Tuas marcas foram molhadas, caneta molhada, tudo molhado. Estão secas. Jonas, secas, como o cocô de passarinho que é esquecido na rua, e a chuva custa a limpar. Que eu seja a chuva. Aos poucos o seco cede ao molhado. A peneira tenta evitar, mas não pode. O sol te ajuda, me ajuda também. Faz as pessoas saírem à rua, verem as marcas. O sol ajuda a secá-las.

Por que nunca pude te conhecer? Temias as marcas tuas? As minhas? Pois morreste aos meus pés. Infelicidade tua, Jonas? Me diz! Estou gritando, abre essa boca inerte e me fala. Porque eu, sozinha, eu não sei. Não sei se traíste a ti mesmo, ou se foste infeliz, traído pela tua morte. Me fala da tua angústia, homem resolvido! Me fala dos teus medos, confessa que tremias por dentro quando tentavas me acalmar. Porque a marca minha eu sentia, eu sempre senti, e eu te falava, Jonas. Eu te falava de cada espinho que me apertava, e tu te condoias de minhas dores, apartávamos. Egoísta, Jonas. Foste um egoísta toda tua vida. Eu quis poder sentir teus gemidos, mas tu os fazia juntarem-se às marcas tuas, e isso te tornava pesado.

Nos últimos anos, Jonas, ignoraste teus rascunhos empilhados junto aos ossos, petrificados e podres, que batalhavam por encarnar uma onda sonora, um gemido que fosse. Sabias que irias morrer, que o grito poderia nunca mais acabar. Agora morreste, e o grito não existiu, não pra ti. Mas, sabes, eu ouço – também ouves comigo! – o teu grito, esse vaso que quebra ao meu lado, esses dois segundos, doem, doem sim, amor. Intermináveis. Eternos. Até a tua morte, e estás morto, e eu ainda ouço o gemido agudo que não existiu! As tuas marcas são fortes, e profundas, Jonas. Mas o teu medo era maior. O teu medo de não dar conta do teu grito desesperado, de que ele fosse maior que você.

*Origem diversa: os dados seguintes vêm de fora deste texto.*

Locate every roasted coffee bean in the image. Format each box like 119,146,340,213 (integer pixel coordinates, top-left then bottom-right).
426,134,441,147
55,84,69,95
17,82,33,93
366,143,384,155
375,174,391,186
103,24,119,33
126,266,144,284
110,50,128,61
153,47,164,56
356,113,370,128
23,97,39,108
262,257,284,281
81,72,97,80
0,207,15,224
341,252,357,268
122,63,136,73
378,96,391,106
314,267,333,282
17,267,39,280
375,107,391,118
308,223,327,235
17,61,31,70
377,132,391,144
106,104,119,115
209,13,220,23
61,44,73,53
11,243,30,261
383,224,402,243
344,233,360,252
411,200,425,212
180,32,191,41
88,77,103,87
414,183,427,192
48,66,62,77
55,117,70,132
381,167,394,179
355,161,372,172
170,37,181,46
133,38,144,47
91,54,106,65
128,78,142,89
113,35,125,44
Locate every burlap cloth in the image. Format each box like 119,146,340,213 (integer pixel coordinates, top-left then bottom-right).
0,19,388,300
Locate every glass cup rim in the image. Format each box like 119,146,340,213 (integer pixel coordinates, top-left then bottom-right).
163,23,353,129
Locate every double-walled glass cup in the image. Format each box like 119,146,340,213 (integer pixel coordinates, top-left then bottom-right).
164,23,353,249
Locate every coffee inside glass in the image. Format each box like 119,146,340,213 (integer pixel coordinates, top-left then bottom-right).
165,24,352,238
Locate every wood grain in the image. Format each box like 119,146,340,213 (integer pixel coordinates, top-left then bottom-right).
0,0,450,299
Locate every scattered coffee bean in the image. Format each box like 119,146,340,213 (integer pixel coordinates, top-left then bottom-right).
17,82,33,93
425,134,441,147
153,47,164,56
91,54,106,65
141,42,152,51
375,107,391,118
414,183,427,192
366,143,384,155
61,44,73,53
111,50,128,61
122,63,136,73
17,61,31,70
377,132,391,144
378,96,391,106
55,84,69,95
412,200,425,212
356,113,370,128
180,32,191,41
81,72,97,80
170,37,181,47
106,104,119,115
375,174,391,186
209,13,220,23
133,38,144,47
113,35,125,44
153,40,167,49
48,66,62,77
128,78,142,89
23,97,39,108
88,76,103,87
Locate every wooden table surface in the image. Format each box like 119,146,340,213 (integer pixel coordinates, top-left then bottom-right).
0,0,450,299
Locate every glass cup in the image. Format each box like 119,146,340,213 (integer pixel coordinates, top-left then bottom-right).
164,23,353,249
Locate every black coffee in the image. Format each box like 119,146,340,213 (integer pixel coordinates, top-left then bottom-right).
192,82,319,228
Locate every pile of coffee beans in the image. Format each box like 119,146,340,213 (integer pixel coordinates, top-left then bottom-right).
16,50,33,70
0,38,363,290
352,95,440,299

Agora te digo adeus, como sempre pediste que eu o fizesse, e não fiz durante toda a tua vida. Agora, eu me vou. Me vou, Jonas, me vou porque já morreste, e só me ouves nos meus delírios, delírios de infância. Hoje sou mulher, não acredito neles. Só creio no que vejo, e são as tuas marcas que te feriram que eu vejo. E o que eu ouço, é esse grito, que só vai durar a minha vida. Ele também morre.

Agora vou, vai também.

Adeus, Jonas.

(Pliim – cacos no chão. Barro, vidro? Já não estou lá. Eu, intervalo intenso e curto, acabou. Assustados, aglomeram-se e oram pela eternidade do homem morto. O barulho de Jonas quieto, os gemidos entalados, o grito desesperado? Nunca ouviram. As marcas? Não. Eles vêem o corpo morto, que vai juntar-se ao barro. Depois varrem os cacos, e seguem as vidas. Minha vida, eles varrem junto, a cada vez que não ouvem o grito ardido, o desespero engasgado, o vermelho suplicante. Toda vez que ignoram a vida machucada, no morto. Leva dois segundos. A morte de Jonas acontece todos os dias.)